Les auteurs ont retrouvé 5 catégories de patients, dont 3 (n=530 patients) qui pourraient être qualifiés de « déviant » au regard du nombre de prescripteurs (docteur shopping avec entre 5 et 28 prescripteurs différents en moyenne selon les groupes), de pharmacies, du nombre de délivrances… Les deux autres groupes étaient plus en accord avec les recommandations (sujets jeunes, peu de délivrances ou régulières, 1 ou 2 prescripteurs…).

Concernant les groupes « déviants », ils étaient plus âgés (37/38 ans en moyenne) et leurs co-consommations de benzodiazépines, morphine, médicaments de substitution aux opioïdes étaient nettement plus marquées.

Le nombre de sujet ayant un comportement « déviant » a augmenté jusqu’en 2011 puis a diminué jusqu’en 2015 avant de remonter tout en restant à un niveau inférieur de 2011.

Au final, les auteurs estiment à environ 2 % de patients ayant un comportement déviant.

En conclusion,  le mésusage reste faible sur la population générale, mais nettement moins sur une population plus âgée, co-consommant, selon les groupes, des benzodiazépines à 84%, des antipsychotiques à 43 %, des antidépresseurs à 36 % et au deux tiers des TSO. C’est cette population (celle présente en addictologie) qui mérite toute l’attention du prescripteur pour éviter le mésusage du MPH. Les auteurs rappellent que la galénique a une importance puisque une précédente étude islandaise a montré que le Concerta® était moins  facilement injectable que la Ritaline®.

L’élargissement récent des conditions de prescription du MPH permettra une meilleure accessibilité du MPH pour les patients qui en nécessite.

Il faudra surveiller les signaux des potentiels abus qui en découleront et ne pas oublier de les transmettre à l’addictovigilance le cas échéant.

Perspectives :

Cette étude est intéressante car elle montre le profil des mésuseurs de MPH et invite surtout les addictologues à la prudence sur leurs prescriptions de MPH.

Néanmoins, il me semble qu’une des limites de cette étude ait été oubliée. En effet, que ce soit pendant l’étude ou actuellement, le MPH n’est pas remboursé chez l’adulte. Pendant l’étude, nous étions hors Autorisation de mise sur le marché (AMM), donc non remboursé.

Ainsi, si le MPH est prescrit seul, le pharmacien qui l’enregistre dans l’informatique, ne transmet pas l’information à l’assurance maladie. Il y a donc un biais car cette étude exclut ces patients.

Si le MPH est prescrit avec d’autres médicaments remboursés, alors dans ce cas, l’assurance maladie sera au courant de la présence de ce médicament (sans le rembourser) et donc sera inclus dans ce genre d’enquête.

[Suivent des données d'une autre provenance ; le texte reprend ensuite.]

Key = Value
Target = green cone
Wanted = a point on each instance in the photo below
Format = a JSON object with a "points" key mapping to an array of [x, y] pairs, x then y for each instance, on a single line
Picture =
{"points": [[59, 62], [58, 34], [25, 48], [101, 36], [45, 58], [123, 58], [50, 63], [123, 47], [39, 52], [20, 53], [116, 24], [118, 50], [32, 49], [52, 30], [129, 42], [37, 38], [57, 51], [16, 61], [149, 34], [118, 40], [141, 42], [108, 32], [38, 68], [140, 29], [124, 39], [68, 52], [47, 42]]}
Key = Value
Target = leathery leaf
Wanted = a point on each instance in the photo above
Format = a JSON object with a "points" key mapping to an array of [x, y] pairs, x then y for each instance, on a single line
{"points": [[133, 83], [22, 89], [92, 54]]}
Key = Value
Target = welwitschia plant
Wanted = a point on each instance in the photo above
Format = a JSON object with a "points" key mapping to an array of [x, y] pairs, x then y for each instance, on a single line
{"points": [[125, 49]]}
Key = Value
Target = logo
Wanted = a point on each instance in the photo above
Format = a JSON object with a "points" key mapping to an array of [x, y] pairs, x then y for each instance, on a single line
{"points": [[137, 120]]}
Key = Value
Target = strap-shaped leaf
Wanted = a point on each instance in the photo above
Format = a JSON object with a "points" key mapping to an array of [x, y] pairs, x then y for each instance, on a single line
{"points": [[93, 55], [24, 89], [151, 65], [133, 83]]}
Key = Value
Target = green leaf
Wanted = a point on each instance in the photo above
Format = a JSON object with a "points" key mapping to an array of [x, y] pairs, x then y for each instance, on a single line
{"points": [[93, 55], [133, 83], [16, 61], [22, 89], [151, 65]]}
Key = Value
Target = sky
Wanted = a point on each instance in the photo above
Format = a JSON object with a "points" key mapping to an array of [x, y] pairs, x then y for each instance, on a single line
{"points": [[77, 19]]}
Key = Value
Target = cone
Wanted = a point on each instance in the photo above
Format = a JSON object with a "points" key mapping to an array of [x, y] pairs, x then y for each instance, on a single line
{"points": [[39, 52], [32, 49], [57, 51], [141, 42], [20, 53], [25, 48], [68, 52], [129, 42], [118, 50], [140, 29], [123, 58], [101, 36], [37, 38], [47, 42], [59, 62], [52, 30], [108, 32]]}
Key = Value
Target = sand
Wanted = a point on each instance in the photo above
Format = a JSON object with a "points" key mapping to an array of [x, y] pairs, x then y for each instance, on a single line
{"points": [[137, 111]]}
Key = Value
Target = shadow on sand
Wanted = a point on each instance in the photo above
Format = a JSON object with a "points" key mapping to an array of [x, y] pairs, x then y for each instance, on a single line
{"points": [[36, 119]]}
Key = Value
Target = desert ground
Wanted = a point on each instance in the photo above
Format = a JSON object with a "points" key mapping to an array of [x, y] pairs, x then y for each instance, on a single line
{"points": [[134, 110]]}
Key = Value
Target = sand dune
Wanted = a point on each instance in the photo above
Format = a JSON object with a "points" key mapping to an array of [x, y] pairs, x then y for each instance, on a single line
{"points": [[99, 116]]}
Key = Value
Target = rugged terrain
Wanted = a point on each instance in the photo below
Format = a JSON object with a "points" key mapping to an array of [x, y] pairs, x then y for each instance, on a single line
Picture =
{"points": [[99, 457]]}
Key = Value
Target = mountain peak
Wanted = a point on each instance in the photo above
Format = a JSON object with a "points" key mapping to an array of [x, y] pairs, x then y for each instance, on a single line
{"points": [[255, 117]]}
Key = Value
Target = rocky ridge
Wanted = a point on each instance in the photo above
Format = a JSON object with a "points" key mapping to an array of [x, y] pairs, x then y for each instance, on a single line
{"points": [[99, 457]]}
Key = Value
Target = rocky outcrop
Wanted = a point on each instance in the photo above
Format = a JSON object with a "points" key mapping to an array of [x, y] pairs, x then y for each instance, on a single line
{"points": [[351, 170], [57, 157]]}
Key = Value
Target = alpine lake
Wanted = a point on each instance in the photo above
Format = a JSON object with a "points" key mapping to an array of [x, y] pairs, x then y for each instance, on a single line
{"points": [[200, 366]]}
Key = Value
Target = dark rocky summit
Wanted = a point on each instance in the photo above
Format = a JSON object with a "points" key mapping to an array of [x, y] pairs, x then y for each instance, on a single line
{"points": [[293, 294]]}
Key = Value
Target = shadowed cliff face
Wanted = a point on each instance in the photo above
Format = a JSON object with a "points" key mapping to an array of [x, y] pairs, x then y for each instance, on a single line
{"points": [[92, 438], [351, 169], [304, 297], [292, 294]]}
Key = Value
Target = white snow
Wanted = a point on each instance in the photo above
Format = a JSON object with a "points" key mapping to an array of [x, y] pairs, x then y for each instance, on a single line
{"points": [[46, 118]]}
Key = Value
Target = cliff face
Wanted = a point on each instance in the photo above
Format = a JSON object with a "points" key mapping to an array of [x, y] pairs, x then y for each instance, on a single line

Peut-être que ce biais est mineur et ne change pas les conclusions, mais faute de données, on peut en douter surtout que c’est un stupéfiant qui nécessite une prescription sécurisée.  Il n’est pas rare que des prescripteurs (surtout ceux qui n’utilisaient pas l’imprimante pour les supports sécurisés) ne mettent pas de façon manuscrite l’intégralité des traitements pris sur ce support et se contentent de ne mettre que les stupéfiants sur l’ordonnance sécurisée, le reste sortant de l’imprimante sur papier standard.

NB : A ce jour, malgré l’AMM chez l’adulte, le MPH n’est toujours pas remboursé faute d’arrêté de prise en charge publié au Journal Officiel.